Vous pourriez me parler de votre parcours ?
Bob : Moi, j'ai commencé le théâtre quand j'étais au collège. Au fur et à mesure, j’aime beaucoup ça, et je finis par monter à Paris pour faire du théâtre et le conservatoire au centre du 11ème . J’y ai rencontré une partie de la compagnie sauf Roma Blanchard qui fait le conservatoire de Lyon. On ne savait pas forcément ce que ça allait devenir mais on se souvient de la parole des anciens qui disaient qu’on se développerait ensemble avec les gens de notre promo. Ça s’est avéré le cas. On a la même façon de travailler.
Et toi Arthur ?
Arthur : J’ai commencé le théâtre très jeune aussi, je voulais faire ça depuis tout petit. Mais j'ai fait des études avant, un master en biologie moléculaire. Pendant le master, je jouais dans une comédie à Paris. Puis, j’ai passé les concours de conservatoire d'arrondissement et j'ai rencontré Bob au conservatoire du 11ème, et tous les copains du collectif. On a monté la compagnie il y a cinq ans.
Qu'est-ce qui vous a poussé à créer le collectif P4 ?
Arthur : L’envie de se retrouver, de faire des choses ensemble, vu qu'on se ressemble dans nos envies. Il y a aussi une petite lassitude d'être dépendant du désir des autres, aller chercher les metteurs en scène et faire des trucs qui ne me plaisent pas vraiment. On s'est mis ensemble pour faire des choses qui nous ressemblent.

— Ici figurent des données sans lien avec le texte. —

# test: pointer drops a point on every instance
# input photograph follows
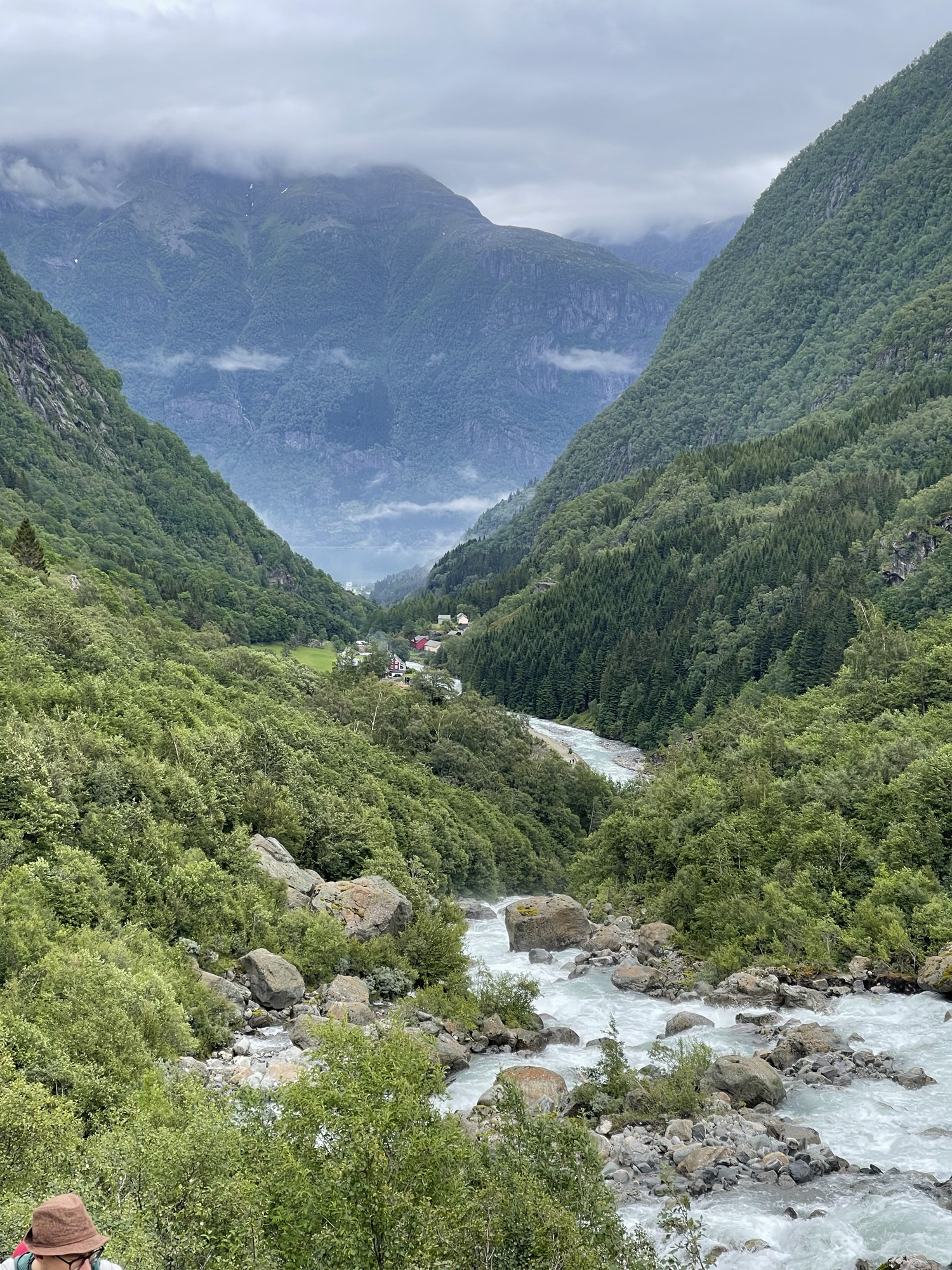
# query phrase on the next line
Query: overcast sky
(596, 116)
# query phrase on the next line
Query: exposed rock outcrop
(366, 907)
(279, 863)
(937, 972)
(553, 923)
(274, 981)
(748, 1081)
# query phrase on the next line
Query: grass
(318, 658)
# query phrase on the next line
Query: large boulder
(453, 1056)
(348, 1000)
(274, 981)
(685, 1020)
(541, 1089)
(804, 999)
(366, 907)
(746, 989)
(279, 863)
(635, 979)
(937, 972)
(553, 923)
(747, 1080)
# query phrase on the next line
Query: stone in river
(559, 1036)
(635, 979)
(937, 972)
(654, 938)
(747, 989)
(274, 981)
(747, 1080)
(553, 923)
(804, 999)
(538, 1085)
(915, 1079)
(366, 907)
(685, 1020)
(758, 1018)
(475, 911)
(697, 1159)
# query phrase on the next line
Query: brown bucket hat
(60, 1226)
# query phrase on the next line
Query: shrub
(511, 996)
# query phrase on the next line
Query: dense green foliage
(336, 344)
(808, 830)
(105, 488)
(356, 1170)
(733, 566)
(647, 603)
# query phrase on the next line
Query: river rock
(553, 923)
(541, 1089)
(937, 972)
(747, 1080)
(637, 979)
(279, 863)
(913, 1079)
(917, 1262)
(746, 989)
(685, 1020)
(451, 1055)
(654, 938)
(606, 939)
(366, 907)
(274, 981)
(559, 1036)
(237, 994)
(804, 999)
(303, 1032)
(799, 1042)
(348, 1000)
(475, 911)
(699, 1159)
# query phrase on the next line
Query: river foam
(869, 1123)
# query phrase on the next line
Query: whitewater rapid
(869, 1123)
(612, 759)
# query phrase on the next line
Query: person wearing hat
(63, 1238)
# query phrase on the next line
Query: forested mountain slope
(657, 596)
(106, 488)
(337, 346)
(803, 307)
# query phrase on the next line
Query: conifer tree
(26, 548)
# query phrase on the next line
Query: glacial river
(612, 759)
(869, 1123)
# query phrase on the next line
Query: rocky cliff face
(367, 360)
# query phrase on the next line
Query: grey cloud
(596, 116)
(247, 360)
(469, 505)
(592, 360)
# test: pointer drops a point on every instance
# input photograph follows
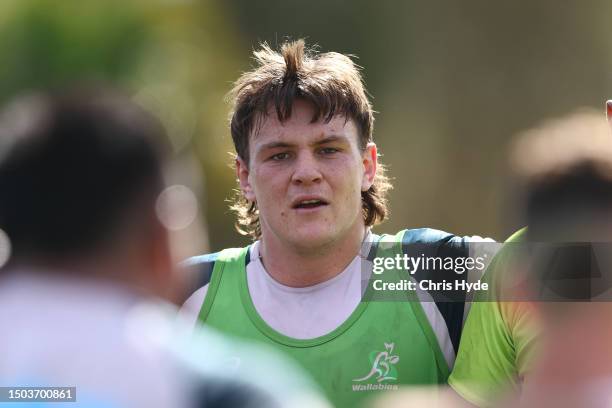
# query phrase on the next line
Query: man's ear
(242, 172)
(370, 163)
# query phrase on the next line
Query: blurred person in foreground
(569, 204)
(563, 169)
(80, 296)
(311, 187)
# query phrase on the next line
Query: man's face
(307, 178)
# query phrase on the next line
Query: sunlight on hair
(177, 207)
(5, 248)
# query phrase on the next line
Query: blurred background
(452, 82)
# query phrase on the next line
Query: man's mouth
(310, 203)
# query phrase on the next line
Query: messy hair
(331, 83)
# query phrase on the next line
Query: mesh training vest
(382, 345)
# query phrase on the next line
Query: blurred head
(79, 177)
(302, 128)
(565, 171)
(565, 168)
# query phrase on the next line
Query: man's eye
(280, 156)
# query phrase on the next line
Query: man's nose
(306, 170)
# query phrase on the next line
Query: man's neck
(300, 267)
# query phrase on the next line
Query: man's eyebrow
(330, 139)
(274, 145)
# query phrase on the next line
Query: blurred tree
(453, 81)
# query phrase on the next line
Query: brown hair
(331, 82)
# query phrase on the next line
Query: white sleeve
(190, 310)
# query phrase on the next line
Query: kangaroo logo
(383, 365)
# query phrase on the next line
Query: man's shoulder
(442, 239)
(197, 272)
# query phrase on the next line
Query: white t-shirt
(301, 313)
(121, 350)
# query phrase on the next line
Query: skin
(299, 160)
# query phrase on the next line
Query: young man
(80, 176)
(311, 187)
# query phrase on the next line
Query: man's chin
(312, 239)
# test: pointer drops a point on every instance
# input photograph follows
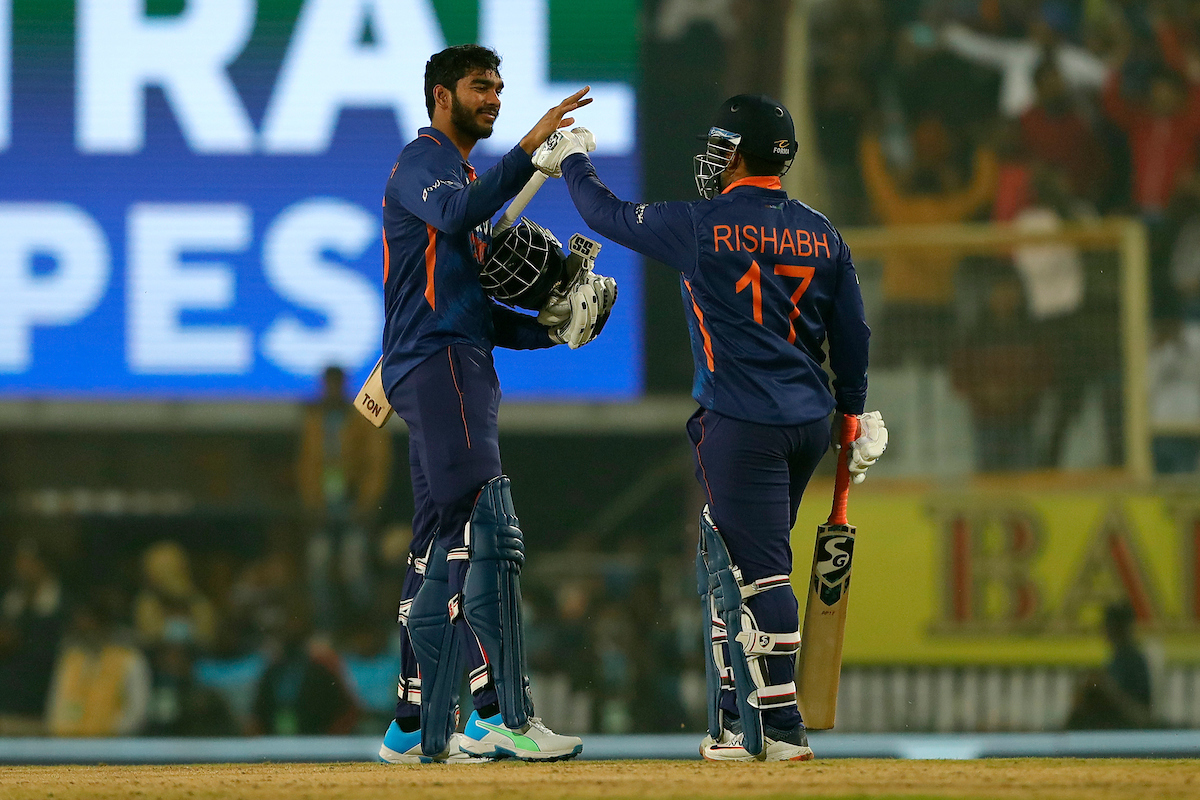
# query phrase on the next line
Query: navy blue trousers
(450, 403)
(754, 477)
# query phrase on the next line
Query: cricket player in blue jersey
(767, 282)
(461, 602)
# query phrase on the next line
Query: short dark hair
(756, 166)
(454, 64)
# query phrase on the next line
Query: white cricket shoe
(535, 743)
(730, 728)
(778, 746)
(401, 747)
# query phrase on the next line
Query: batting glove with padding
(870, 444)
(549, 156)
(579, 317)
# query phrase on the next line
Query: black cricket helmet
(754, 124)
(525, 264)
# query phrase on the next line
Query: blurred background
(199, 536)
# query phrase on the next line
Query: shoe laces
(535, 722)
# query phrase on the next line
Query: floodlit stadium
(203, 545)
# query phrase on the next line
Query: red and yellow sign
(1012, 575)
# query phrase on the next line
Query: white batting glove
(580, 326)
(606, 292)
(870, 444)
(549, 156)
(556, 311)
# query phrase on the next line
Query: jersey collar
(444, 140)
(761, 181)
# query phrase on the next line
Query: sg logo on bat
(835, 551)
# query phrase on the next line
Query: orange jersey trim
(703, 331)
(430, 263)
(761, 181)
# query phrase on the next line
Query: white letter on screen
(5, 73)
(328, 68)
(60, 296)
(160, 286)
(520, 31)
(120, 52)
(351, 304)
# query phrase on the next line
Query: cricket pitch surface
(1027, 779)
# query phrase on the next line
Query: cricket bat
(372, 400)
(819, 667)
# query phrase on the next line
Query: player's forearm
(645, 228)
(600, 209)
(517, 331)
(849, 341)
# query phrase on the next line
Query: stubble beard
(466, 120)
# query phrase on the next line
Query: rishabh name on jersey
(775, 263)
(766, 281)
(436, 234)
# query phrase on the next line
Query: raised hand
(553, 119)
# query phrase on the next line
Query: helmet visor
(707, 166)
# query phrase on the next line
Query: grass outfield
(1030, 779)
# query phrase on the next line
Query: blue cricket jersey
(766, 281)
(436, 232)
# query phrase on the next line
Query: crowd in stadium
(1035, 113)
(294, 632)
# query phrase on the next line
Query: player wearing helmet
(461, 596)
(767, 284)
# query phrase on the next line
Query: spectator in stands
(31, 619)
(372, 661)
(1119, 695)
(101, 685)
(169, 607)
(343, 470)
(1056, 133)
(1018, 59)
(258, 601)
(179, 707)
(1081, 350)
(1163, 131)
(918, 288)
(1001, 372)
(304, 690)
(1175, 394)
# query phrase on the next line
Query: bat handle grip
(841, 483)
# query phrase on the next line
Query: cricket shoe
(401, 747)
(532, 743)
(731, 727)
(778, 746)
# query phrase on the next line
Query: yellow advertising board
(1011, 573)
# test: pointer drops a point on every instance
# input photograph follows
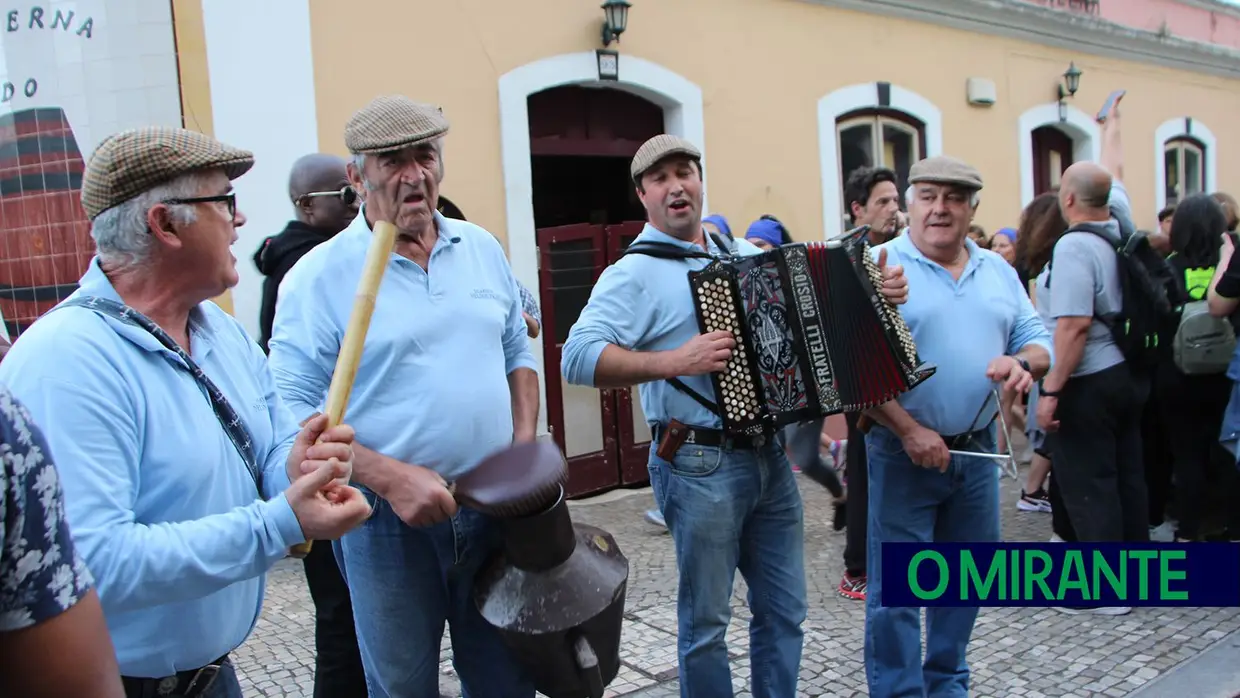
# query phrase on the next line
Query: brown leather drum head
(520, 480)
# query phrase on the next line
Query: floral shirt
(41, 574)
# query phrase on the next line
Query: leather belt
(714, 438)
(189, 683)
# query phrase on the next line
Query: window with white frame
(1186, 169)
(878, 139)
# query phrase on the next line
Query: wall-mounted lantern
(1068, 88)
(615, 20)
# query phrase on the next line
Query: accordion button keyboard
(739, 399)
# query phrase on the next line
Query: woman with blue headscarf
(768, 232)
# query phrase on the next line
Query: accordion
(814, 336)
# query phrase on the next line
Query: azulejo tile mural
(71, 73)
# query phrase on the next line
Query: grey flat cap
(947, 170)
(134, 161)
(657, 149)
(392, 123)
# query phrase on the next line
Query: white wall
(263, 99)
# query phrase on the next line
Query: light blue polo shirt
(642, 303)
(432, 388)
(163, 508)
(961, 325)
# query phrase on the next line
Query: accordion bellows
(814, 336)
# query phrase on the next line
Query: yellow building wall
(761, 66)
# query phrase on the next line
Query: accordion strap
(667, 251)
(228, 418)
(698, 397)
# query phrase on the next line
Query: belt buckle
(206, 676)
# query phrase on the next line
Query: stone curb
(1214, 673)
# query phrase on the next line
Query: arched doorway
(582, 140)
(1050, 139)
(1052, 155)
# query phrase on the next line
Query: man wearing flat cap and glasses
(447, 378)
(185, 475)
(729, 502)
(970, 318)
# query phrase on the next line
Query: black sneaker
(1038, 501)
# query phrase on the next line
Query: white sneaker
(1163, 533)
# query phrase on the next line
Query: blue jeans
(730, 510)
(406, 583)
(913, 503)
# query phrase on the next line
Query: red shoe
(853, 588)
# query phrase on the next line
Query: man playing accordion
(730, 501)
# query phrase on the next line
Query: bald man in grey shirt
(1091, 401)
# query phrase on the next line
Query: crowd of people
(158, 460)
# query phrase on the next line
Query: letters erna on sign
(1060, 574)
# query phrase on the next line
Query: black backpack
(1147, 295)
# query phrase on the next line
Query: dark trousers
(1192, 410)
(858, 500)
(1157, 456)
(337, 663)
(1096, 456)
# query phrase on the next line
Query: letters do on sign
(1084, 6)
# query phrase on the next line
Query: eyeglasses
(347, 196)
(230, 198)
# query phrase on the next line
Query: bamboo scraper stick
(355, 335)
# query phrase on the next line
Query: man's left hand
(1009, 371)
(316, 445)
(895, 285)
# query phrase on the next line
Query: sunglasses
(228, 198)
(347, 196)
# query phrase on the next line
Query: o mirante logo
(1054, 574)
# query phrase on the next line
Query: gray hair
(974, 198)
(358, 163)
(122, 236)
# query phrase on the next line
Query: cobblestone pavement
(1016, 652)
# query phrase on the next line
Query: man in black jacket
(324, 205)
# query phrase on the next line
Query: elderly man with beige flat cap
(447, 377)
(185, 476)
(969, 316)
(730, 503)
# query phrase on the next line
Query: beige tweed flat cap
(944, 169)
(659, 148)
(391, 123)
(134, 161)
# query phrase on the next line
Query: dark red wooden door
(602, 432)
(580, 419)
(1052, 155)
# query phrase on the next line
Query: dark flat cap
(134, 161)
(392, 123)
(659, 148)
(947, 170)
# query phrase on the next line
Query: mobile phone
(1109, 106)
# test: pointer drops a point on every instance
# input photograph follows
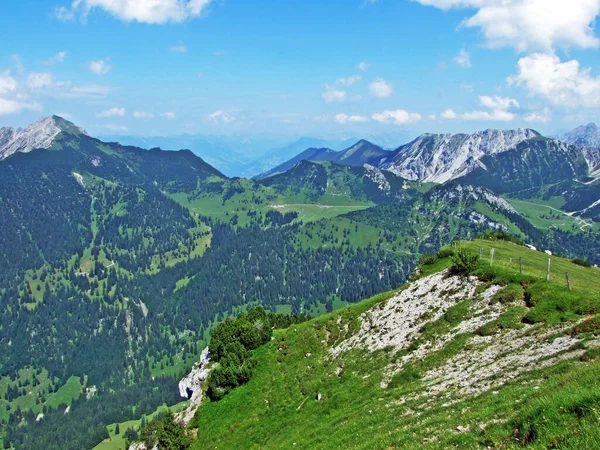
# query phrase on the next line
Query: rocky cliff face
(39, 135)
(442, 157)
(190, 387)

D’où est venue l’idée de s’attaquer à la figure de Jeff Bezos ?
Arthur : Je suis passionné par la technologie et l'influence qu'elle a sur nous. Je cherchais à adapter un essai du philosophe post-Seconde Guerre mondiale qui s’appelle Günther Anders, L’obsolescence de l’homme. J’essayais de trouver un prisme pour en parler et la figure de Jeff Bezos et le monstre qu’est Amazon permet de bien parler du monde technique qui nous entoure.
Comment s’est passé le processus de création ?
Arthur : On a passé un concours avec le Théâtre Treize qui demandait 10 minutes de lecture. J’avais ces 10 minutes écrites. On a passé le premier tour et pour le deuxième, ils demandaient 30 minutes, on les a écrites et mises en scène. Ensuite, au troisième tour, il fallait monter la pièce. Ça s’est fait par contrainte et c’est pas plus mal.
Bob : C'est un collectif artistique sur le plateau, mais pour ce projet, Arthur avait vraiment énormément d'avance sur l'écriture, la mise en scène et sur ce lorsqu'il avait envie d’exprimer. Ça a vraiment été le capitaine de cette recette. Même si on s'est rencontrés dans une sorte d'horizontalité, là, on a suivi Arthur corps et âme.
Pour l’écriture, Arthur, t’es passé par ce fil rouge de l’essai d’Anders ou par l’écriture de saynètes ?
Arthur : Alors, très vite, j'ai écrit des saynètes et j'ai fait un travail documentaire assez sérieux sur Amazon et Bezos. J’adore les petits exercices de virtuosité de comédiens, qu’ils passent du coq à l’âne. J'avais envie qu'ils s'amusent sur scène donc j'ai écrit plein de scènes de registres différents, même si tout reste sérieux dramaturgiquement. Mais il n’y a pas de fil rouge à part le sujet traité..
Bob : L’absence du récit est très chouette, d’avoir un patchwork de saynètes qui parlent d’un thème. Je pense qu'on va avoir du mal à se détacher de ça pour raconter un récit chronologique.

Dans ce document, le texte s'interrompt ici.